Wiedziałam, że zrobiłam coś, co wielu próbowało zrobić. Wiele osób w szkole
poczuło ulgę wiedząc, że Jason już ich nie skrzywdzi. Nawet nie byłam w stanie sobie wyobrazić ile osób dzisiejszej nocy po raz pierwszy od lat zaśnie spokojnie... Jednak bałam się tego co będzie, gdy Jason wyjdzie na wolność. Bałam się tego co zrobi ten diler, którego prawdopodobnie zamkną - również dzięki mnie. Anna załatwiła zakazy zbliżania się do mnie, ale ja wiedziałam lepiej. Postanowiłam wyjechać na rok do Bostonu, do rodziców. Nie chciałam mieszkać z nimi i siostrą, a Boston był ostatnim miejscem jakie planowałam wpisać w swoją życiową drogę. Wiele dałabym aby móc zostać tu, z babcią.

Strach wygrał. Wieczorem już siedziałam w samolocie. Kierunek Boston. Kierunek nowe życie.
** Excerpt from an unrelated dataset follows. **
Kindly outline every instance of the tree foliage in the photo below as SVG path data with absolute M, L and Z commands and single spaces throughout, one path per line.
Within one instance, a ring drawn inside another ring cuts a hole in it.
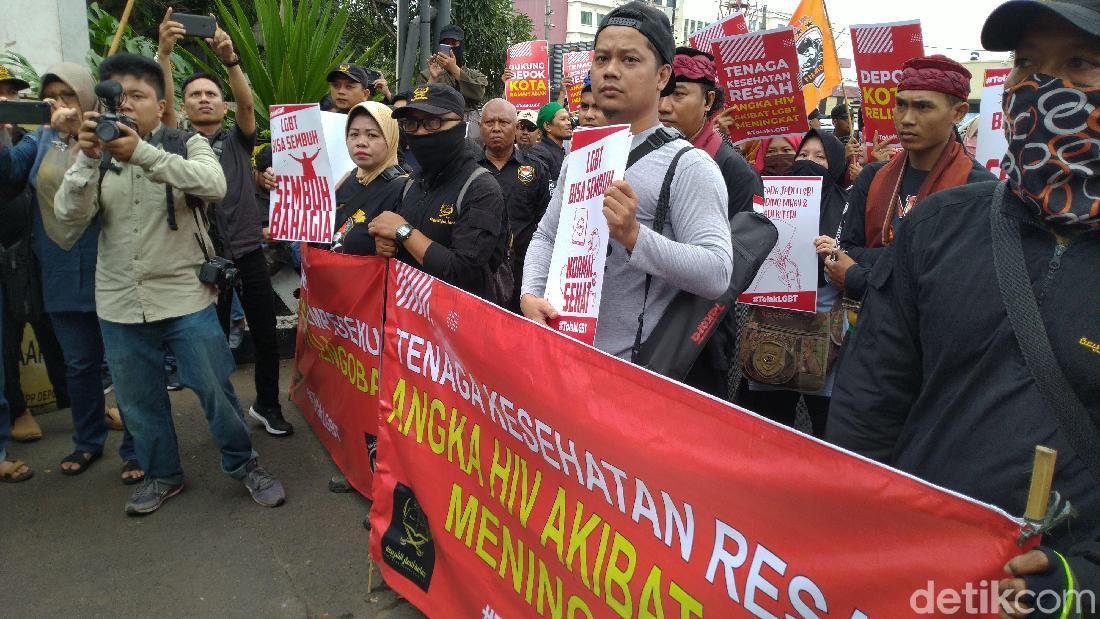
M 530 41 L 531 18 L 516 12 L 509 0 L 452 0 L 452 22 L 466 32 L 466 64 L 489 78 L 486 97 L 504 88 L 504 54 L 508 46 Z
Chciałabym tylko aby tamtego dnia ktoś mnie uprzedził, że to, co zrobiłam zmieni mnie na milion sposobów, a przeszłość w końcu i tak dotrzyma kroku teraźniejszości. I, że pojawiłeś się ty, a najgorszy dzień mojego życia był początkiem mojego szczęścia - choć wtedy jeszcze tego nie widziałam. Chciałabym aby tamtego dnia ktoś powiedział mi, że czas spędzony z tobą ukształtuje mój charakter i mój sposób bycia. Że choć bardzo bym pragnęła, nie pozbędę się nawyków, które nieświadomie przejęłam po tobie. Nikt nie powiedział mi, że bratnia dusza to nie mit, że staniemy się jednością nawet jeśli nie będzie ciebie obok mnie.

Zjawiłeś się w "idealnym momencie", jak w każdym love story. Nie wiedzieliśmy tylko, że nasze love story może nie mieć happy endu...

Ale jeśli wszystkie nasze gwiazdy się ułożą, nie zginiemy.